Again, young adults who used newspapers in the classroom and newspapers for homework assignments were more likely to engage in civic expression than those who did neither. Teen readership of newspapers or newspaper teen sections also increased the likelihood of continuing “voice activities” as young adults. And the 12 percent of young adults who had experienced all three of the newspaper activities – classroom, homework and teen sections – in their teen years were by far the most engaged in voice activities during the past year.
Despite the general low voter turnout for this age group, 84 percent of the young adults interviewed said they had taken part in at least one of the political activities they were asked about in the survey.

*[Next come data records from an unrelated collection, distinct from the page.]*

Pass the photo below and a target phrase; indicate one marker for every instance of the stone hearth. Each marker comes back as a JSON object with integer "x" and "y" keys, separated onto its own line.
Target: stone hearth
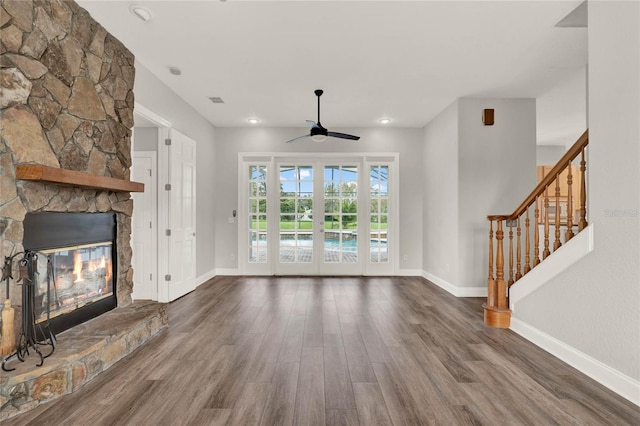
{"x": 84, "y": 352}
{"x": 67, "y": 103}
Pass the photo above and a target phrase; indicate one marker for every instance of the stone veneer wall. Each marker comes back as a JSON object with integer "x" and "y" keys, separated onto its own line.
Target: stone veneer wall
{"x": 67, "y": 101}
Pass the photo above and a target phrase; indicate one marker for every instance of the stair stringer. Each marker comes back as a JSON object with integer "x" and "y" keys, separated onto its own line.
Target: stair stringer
{"x": 572, "y": 251}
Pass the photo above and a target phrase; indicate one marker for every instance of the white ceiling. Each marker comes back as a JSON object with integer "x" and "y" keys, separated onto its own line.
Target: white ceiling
{"x": 406, "y": 60}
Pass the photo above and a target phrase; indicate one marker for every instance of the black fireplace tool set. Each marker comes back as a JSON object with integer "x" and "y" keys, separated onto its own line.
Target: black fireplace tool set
{"x": 33, "y": 335}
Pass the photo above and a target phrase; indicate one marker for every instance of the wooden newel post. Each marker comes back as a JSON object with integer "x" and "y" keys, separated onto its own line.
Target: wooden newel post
{"x": 496, "y": 312}
{"x": 501, "y": 285}
{"x": 491, "y": 283}
{"x": 583, "y": 194}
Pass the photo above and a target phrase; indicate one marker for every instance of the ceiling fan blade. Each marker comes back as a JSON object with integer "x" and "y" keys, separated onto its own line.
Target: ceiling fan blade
{"x": 299, "y": 138}
{"x": 343, "y": 136}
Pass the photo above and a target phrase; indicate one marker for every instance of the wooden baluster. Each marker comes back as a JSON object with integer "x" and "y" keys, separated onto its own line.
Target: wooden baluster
{"x": 491, "y": 283}
{"x": 557, "y": 243}
{"x": 536, "y": 233}
{"x": 501, "y": 285}
{"x": 518, "y": 252}
{"x": 510, "y": 224}
{"x": 527, "y": 244}
{"x": 546, "y": 251}
{"x": 583, "y": 194}
{"x": 569, "y": 234}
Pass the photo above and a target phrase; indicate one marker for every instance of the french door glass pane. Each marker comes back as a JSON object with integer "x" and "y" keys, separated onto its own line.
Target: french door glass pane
{"x": 257, "y": 220}
{"x": 340, "y": 214}
{"x": 296, "y": 214}
{"x": 379, "y": 187}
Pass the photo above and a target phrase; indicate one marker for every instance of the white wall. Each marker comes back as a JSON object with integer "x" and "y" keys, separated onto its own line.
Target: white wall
{"x": 231, "y": 141}
{"x": 594, "y": 306}
{"x": 157, "y": 97}
{"x": 440, "y": 199}
{"x": 549, "y": 155}
{"x": 145, "y": 139}
{"x": 471, "y": 171}
{"x": 562, "y": 110}
{"x": 497, "y": 170}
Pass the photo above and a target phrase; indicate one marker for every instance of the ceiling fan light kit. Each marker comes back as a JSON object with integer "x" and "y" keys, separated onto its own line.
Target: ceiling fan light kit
{"x": 318, "y": 133}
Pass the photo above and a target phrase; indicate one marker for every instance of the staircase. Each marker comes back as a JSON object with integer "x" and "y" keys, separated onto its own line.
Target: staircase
{"x": 552, "y": 214}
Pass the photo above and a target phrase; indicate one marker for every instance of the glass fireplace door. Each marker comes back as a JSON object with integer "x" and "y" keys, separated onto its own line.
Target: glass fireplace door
{"x": 71, "y": 278}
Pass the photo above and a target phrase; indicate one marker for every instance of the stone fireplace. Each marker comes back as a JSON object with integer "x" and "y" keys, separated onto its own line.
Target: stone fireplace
{"x": 73, "y": 271}
{"x": 67, "y": 105}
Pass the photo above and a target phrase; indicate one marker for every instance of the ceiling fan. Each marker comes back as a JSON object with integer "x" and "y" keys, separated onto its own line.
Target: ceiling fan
{"x": 318, "y": 133}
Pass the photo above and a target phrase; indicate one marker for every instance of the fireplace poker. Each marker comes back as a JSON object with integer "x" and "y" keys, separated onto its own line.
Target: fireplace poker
{"x": 8, "y": 313}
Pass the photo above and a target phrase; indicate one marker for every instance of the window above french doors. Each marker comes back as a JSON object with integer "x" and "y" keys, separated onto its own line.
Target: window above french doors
{"x": 315, "y": 215}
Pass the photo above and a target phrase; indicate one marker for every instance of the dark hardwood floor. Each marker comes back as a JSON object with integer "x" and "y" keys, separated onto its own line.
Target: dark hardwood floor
{"x": 334, "y": 351}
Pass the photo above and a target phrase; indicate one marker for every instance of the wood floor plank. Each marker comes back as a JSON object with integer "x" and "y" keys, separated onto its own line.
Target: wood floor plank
{"x": 342, "y": 418}
{"x": 401, "y": 406}
{"x": 249, "y": 407}
{"x": 280, "y": 407}
{"x": 337, "y": 380}
{"x": 310, "y": 407}
{"x": 211, "y": 417}
{"x": 335, "y": 351}
{"x": 291, "y": 348}
{"x": 372, "y": 410}
{"x": 230, "y": 385}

The most likely activity, picked by 75 percent, was registering to vote, with the least likely activities being volunteering for a political organization or candidate (13 percent) and donating money to a candidate, party or political organization (18 percent).
One-third (32 percent) of the respondents said they had actively participated in the 2004 presidential campaign and 43 percent said they tried to convince other voters to vote for or against a particular candidate or party. Around one in four of those surveyed (27 percent) reported making their political feelings known through campaign buttons, car stickers or yard signs.

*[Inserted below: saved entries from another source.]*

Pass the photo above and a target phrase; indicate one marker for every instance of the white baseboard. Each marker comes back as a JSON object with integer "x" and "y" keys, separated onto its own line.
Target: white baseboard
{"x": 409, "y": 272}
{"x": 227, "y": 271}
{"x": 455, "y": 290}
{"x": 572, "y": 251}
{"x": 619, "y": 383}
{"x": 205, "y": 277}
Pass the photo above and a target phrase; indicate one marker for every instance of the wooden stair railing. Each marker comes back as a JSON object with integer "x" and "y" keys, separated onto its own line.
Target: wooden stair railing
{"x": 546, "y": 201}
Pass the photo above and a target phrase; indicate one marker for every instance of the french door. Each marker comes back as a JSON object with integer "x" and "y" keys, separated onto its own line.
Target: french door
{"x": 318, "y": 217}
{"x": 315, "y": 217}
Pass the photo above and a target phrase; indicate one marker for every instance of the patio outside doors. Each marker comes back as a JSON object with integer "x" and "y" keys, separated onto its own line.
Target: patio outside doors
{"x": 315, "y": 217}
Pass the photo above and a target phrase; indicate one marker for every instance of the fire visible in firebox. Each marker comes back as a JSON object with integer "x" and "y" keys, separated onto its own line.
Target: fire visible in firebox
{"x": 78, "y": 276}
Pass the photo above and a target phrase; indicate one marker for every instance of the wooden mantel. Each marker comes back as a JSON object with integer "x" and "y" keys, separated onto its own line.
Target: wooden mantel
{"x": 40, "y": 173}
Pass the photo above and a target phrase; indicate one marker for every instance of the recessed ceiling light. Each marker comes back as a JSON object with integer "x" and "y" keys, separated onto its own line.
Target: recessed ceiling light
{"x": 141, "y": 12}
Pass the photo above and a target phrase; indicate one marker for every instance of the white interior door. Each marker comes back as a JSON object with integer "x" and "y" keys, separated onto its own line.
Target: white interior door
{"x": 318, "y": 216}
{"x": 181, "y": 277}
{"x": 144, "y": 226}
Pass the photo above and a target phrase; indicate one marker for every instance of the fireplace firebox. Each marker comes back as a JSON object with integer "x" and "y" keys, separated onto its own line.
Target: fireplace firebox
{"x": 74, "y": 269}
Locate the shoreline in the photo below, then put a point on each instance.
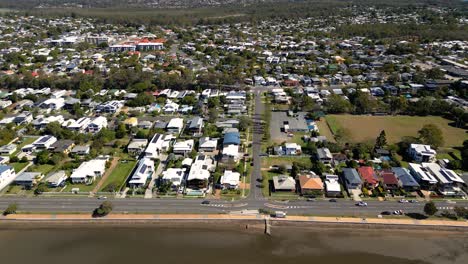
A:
(249, 223)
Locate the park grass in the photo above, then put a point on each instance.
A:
(18, 166)
(267, 162)
(119, 174)
(365, 128)
(324, 130)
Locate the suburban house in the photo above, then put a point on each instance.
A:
(62, 146)
(368, 176)
(422, 153)
(57, 179)
(289, 149)
(81, 150)
(332, 185)
(88, 171)
(80, 125)
(143, 172)
(407, 182)
(7, 175)
(231, 144)
(28, 179)
(284, 183)
(310, 184)
(352, 179)
(389, 180)
(175, 176)
(425, 179)
(207, 145)
(195, 125)
(449, 182)
(200, 171)
(183, 147)
(7, 150)
(175, 125)
(230, 180)
(97, 124)
(324, 155)
(136, 146)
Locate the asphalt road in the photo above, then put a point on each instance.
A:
(135, 205)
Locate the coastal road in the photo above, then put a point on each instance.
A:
(140, 205)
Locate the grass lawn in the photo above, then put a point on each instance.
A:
(82, 187)
(18, 166)
(365, 128)
(270, 161)
(44, 169)
(26, 141)
(119, 174)
(324, 130)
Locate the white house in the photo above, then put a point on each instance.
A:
(200, 171)
(207, 145)
(44, 142)
(88, 171)
(422, 153)
(175, 125)
(80, 125)
(142, 173)
(7, 175)
(97, 124)
(332, 186)
(230, 153)
(175, 176)
(183, 147)
(230, 180)
(7, 150)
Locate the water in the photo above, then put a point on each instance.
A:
(116, 245)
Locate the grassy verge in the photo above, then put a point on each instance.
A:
(119, 174)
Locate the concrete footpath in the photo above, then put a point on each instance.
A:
(201, 217)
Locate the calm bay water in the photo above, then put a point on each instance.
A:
(116, 245)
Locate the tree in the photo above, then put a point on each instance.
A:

Young adults who had all three newspaper experiences as teens – classroom, homework and teen section – were more likely to engage in political activities. Their average participation rate for each of the nine activities was 45.8 percent, compared with 34.6 percent for those who had none of the newspaper experiences as teens.

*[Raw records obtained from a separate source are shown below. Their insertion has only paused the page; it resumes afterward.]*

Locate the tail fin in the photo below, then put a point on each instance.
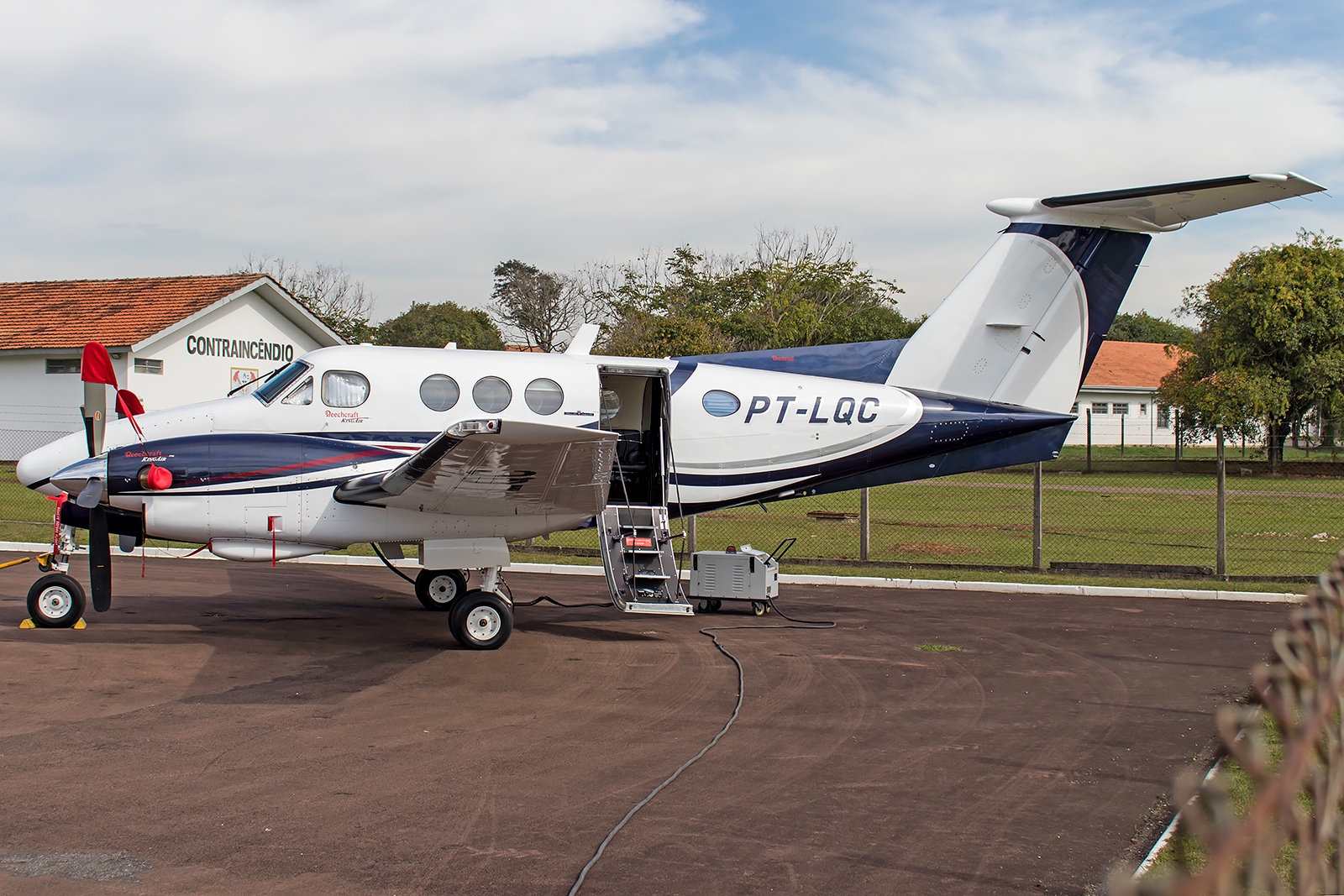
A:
(1025, 325)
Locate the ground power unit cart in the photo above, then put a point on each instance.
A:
(737, 574)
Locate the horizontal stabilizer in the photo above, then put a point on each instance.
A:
(1156, 208)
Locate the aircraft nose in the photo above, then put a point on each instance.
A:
(80, 476)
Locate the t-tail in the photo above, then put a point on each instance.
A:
(1025, 325)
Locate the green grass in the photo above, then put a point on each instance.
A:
(985, 519)
(1233, 452)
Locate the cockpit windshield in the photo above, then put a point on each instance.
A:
(276, 385)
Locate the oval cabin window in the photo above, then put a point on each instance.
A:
(344, 389)
(491, 394)
(721, 403)
(543, 396)
(440, 392)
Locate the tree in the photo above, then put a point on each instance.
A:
(539, 307)
(437, 325)
(327, 291)
(1146, 328)
(793, 291)
(1270, 345)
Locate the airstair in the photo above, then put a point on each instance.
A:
(640, 560)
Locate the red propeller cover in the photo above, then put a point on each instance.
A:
(96, 365)
(158, 479)
(128, 403)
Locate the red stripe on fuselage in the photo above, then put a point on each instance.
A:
(273, 470)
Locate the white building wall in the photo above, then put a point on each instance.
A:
(38, 407)
(199, 362)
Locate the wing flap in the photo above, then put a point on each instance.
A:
(519, 469)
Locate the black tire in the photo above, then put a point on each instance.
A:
(481, 621)
(438, 589)
(55, 602)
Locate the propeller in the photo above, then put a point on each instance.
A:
(97, 374)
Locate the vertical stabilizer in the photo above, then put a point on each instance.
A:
(1025, 325)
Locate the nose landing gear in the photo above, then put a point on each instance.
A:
(55, 600)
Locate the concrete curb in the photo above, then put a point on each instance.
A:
(846, 580)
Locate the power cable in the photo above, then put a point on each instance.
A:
(709, 631)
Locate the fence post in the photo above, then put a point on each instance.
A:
(864, 524)
(1089, 439)
(1176, 434)
(1222, 504)
(1037, 555)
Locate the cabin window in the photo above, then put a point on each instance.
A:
(543, 396)
(609, 405)
(344, 389)
(721, 403)
(302, 394)
(491, 394)
(279, 380)
(440, 392)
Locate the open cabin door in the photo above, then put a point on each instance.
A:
(638, 550)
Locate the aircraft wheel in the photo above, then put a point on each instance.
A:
(55, 602)
(481, 621)
(437, 589)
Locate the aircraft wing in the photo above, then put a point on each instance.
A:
(496, 468)
(1156, 208)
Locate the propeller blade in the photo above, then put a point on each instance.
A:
(91, 495)
(100, 559)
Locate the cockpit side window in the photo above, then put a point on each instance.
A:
(302, 394)
(344, 389)
(279, 382)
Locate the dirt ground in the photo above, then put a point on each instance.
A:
(234, 728)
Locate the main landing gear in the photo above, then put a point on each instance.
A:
(437, 589)
(481, 618)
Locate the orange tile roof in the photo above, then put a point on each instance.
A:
(1139, 364)
(67, 313)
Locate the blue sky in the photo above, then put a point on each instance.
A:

Peter Levine, Ph.D, director of the Center for Information and Research on Civic Learning and Engagement at the University of Maryland, says the study findings are encouraging.
“It is exciting to see that using newspapers in classrooms has a positive and lasting effect on a broad range of political and civic activities,” he says. “For the future of our democracy, we need young people to participate, and newspapers help substantially.”
Susan Clark-Johnson, president of the newspaper division of Gannett Co. in McLean, Va., and chairwoman of NAA, says she is pleased that the study identifies some actions newspapers can take to increase future readership and build a more engaged citizenry.
“While I am not surprised with the findings, I am delighted to see that this research reinforces the newspaper‘s important role in civic participation and civic responsibility,” she says. “Also, I find these data actionable on a local level, which enhances the usefulness of the research.”
The study also highlights the importance of newspaper Web sites, concluding that the use of online news sources as teens is another strong predictor of future civic engagement, particularly for those in the 25-to-29 age group. The Internet was a more dominant force for that group during high school than it was for those ages 30 to 34. Thirty-eight percent of the 25- to 29-year-olds visited online news sites as teens, compared with only 11 percent of the 30- to 34-year-olds.
“The fact that this study is a few years out and you see the big increases in online use between the two groups studied here shows that we need a lot more creative energy to attract teens online and also to the hard copy,” says Karen Brown Dunlap, Ph.D., president and managing director of The Poynter Institute in St. Petersburg. “This is a rich area. It just needs to be mined better.”
Dunlap says she thinks that more newspapers are attempting to integrate teen content into their news pages, but they are “struggling” to find the right content combination.
“Maybe that explains why we are always reading about Lindsay Lohan,” she says.